La formation « violette » utilise des documents de police rejetés par les juges, partiellement et cachant des données
La directrice de «La ltima hora» et ancienne dirigeante de Podemos, Dina Bousselham.
Le dernier stratagème de Podemos pour s’en prendre aux journalistes critiques via la page de fausses informations La dernière heure Cela passe par le dépoussiérage et la manipulation de rapports de police d’il y a cinq ans qui ont été déclarés potentiels par un juge et rejetés d’emblée.
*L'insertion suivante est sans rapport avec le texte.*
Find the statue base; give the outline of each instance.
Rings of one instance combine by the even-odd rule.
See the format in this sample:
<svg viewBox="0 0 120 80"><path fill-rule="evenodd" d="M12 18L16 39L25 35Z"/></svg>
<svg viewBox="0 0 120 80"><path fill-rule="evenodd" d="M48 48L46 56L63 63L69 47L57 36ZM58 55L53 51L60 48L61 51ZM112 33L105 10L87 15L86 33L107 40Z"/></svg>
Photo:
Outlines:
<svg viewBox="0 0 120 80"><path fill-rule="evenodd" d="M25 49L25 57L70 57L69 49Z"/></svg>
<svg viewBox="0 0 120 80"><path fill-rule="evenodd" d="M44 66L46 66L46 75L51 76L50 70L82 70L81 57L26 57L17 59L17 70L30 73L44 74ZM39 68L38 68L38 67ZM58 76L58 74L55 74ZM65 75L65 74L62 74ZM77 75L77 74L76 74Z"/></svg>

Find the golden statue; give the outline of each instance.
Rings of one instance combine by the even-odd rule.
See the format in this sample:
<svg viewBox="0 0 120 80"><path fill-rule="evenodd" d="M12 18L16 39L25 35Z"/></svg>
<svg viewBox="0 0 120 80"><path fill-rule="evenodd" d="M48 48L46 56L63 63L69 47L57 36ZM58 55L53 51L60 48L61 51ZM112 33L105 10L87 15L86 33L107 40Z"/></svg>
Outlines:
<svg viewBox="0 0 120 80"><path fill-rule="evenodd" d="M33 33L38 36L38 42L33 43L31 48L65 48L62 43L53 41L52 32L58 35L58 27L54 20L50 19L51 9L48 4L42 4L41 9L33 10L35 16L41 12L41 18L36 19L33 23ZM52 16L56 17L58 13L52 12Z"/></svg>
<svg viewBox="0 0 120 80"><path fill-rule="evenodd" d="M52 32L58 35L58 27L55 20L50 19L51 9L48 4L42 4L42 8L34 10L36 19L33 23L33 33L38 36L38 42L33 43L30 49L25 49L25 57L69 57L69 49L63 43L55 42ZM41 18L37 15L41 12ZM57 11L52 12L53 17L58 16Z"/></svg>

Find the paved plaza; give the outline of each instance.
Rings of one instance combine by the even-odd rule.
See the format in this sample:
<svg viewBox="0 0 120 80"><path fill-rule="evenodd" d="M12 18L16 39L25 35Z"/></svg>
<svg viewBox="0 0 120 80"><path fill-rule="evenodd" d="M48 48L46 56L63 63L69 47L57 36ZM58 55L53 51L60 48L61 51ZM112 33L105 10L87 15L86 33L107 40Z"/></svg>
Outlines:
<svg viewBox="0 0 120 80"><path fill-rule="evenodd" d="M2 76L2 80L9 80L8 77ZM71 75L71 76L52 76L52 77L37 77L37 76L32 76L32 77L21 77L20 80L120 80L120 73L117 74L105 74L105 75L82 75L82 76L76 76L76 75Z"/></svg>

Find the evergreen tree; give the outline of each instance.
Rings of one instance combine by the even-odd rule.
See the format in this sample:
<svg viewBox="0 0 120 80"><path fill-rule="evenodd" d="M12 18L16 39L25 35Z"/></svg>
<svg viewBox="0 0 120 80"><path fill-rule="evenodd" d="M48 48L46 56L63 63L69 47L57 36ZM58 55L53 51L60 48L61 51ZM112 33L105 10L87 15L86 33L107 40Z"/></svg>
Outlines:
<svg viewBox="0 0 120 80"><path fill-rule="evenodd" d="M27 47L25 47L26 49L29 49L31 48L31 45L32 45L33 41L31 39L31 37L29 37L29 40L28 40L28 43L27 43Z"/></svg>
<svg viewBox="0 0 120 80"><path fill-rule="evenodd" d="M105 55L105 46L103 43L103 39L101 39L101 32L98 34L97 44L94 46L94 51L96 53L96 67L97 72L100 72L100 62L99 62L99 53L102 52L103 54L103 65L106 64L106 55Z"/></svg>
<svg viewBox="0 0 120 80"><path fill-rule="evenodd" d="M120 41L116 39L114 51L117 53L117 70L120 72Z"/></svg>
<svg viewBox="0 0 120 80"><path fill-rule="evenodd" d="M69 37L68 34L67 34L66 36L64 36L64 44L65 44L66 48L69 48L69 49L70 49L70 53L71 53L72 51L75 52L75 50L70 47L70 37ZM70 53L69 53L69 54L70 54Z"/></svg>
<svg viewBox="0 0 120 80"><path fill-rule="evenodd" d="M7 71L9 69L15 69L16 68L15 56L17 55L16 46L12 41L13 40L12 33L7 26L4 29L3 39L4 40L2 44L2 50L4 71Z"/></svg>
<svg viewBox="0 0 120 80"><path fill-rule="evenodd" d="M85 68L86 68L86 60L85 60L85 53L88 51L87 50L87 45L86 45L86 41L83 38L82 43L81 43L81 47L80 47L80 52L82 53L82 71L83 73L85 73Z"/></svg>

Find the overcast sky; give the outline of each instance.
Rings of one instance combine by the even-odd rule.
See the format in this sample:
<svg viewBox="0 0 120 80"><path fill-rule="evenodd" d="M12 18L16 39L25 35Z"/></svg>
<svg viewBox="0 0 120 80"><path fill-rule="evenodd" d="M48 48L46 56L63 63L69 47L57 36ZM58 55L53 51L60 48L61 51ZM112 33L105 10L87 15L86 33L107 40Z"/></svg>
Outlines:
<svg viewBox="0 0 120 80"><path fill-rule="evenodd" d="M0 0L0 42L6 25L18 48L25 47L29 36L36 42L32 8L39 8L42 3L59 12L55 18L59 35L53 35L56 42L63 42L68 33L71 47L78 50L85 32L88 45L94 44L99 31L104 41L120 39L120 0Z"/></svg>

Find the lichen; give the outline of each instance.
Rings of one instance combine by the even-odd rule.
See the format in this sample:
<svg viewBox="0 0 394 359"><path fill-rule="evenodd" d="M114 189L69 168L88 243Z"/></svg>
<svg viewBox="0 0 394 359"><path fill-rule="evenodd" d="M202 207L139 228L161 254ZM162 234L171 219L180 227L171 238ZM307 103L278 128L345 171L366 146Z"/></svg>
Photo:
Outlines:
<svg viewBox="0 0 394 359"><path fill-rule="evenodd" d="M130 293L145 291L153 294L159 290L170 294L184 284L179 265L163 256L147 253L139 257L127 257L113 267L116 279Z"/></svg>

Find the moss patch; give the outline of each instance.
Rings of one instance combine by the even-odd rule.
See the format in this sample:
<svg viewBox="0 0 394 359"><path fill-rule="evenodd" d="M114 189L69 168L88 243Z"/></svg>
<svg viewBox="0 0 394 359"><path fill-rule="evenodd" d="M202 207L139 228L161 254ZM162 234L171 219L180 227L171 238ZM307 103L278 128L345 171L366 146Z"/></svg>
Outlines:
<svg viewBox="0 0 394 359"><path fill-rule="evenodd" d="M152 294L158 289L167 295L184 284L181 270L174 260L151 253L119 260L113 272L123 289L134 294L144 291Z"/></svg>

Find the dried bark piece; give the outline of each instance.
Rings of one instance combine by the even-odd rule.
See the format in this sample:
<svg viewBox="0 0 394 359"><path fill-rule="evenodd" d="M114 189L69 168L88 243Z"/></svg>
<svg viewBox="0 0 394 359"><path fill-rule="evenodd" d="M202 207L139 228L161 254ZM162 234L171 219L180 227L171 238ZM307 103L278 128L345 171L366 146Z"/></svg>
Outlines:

Cependant, en aucun cas ils n’ont fait valoir que les journalistes avaient produit de fausses informations.
Pour s’en prendre à Jos Mara Olmo, Eduardo Inda, Esteban Urreiztieta ou Manuel Cerdn, le parti dirigé par Pablo Iglesias a eu recours aux rapports préparés en 2016 par l’unité de Affaires internes de la police en cas de Little Nicols, du repérage des téléphones de nombreux informateurs à la recherche de qui avait été la source qui leur avait donné un enregistrement entre les agents du CNI et les policiers affectés à cette enquête.
Ces rapports ont révélé des contacts entre professionnels, parmi lesquels des journalistes d’autres médias tels que Telecinco ou Infolibre -le journal qui a publié ledit enregistrement-, et le haut commandement de la police à l’époque. En eux, il a été souligné qu’ils auraient pu recevoir le matériel des mains du commissaire Jos Manuel Villarejo.
Ces documents ont été rejetés par le juge. D’abord par le propriétaire du Tribunal d’instruction numéro 2 de Madrid, Pilar Martnez Gamo, qui a souligné qu’il n’y a pas suffisamment d’indications vérifiables de la commission par les journalistes d’une quelconque irrégularité. Au contraire, il a souligné que les rapports étaient pleins de présomptions ou de perspectives. Puis le Tribunal provincial de Madrid Il a confirmé les mêmes arguments, exonérant complètement les journalistes qui figuraient dans la documentation de la police.
Le tribunal a jugé qu’aucun des journalistes n’avait commis d’irrégularité
Ces rapports n’ont jamais dit ce que Podemos dit maintenant qu’ils concluent: qu’il y a eu collusion entre journalistes et policiers pour publier de fausses informations sur le parti. Simplement parce qu’ils n’ont même pas analysé les informations sur le parti au pouvoir.
Il est à noter que la commission judiciaire qui a préparé ces documents (dirigée par le commissaire Marcelino Martn Blas, accusé à ce moment d’espionner illégalement Luis Brcenas dans le Opération Cuisine) a été dissous pour être juge et partie (Martn Blas lui-même figurait sur l’enregistrement), et l’un de ses membres a été accusé d’entraver l’enquête. Tous ces éléments Nous pouvons les mettre en évidence.
Martn Blas a fait ces rapports après avoir été démis de ses fonctions de chef de l’unité à la suite de ce journal disant qu’il avait préparé un faux rapport dans lequel il plaçait Villarejo à côté du Little Nicols dans un parc de Madrid. L’homme qu’il a identifié n’était pas le commissaire, mais un retraité sans lien avec le commandement de la police qui promenait ses chiens dans l’enceinte.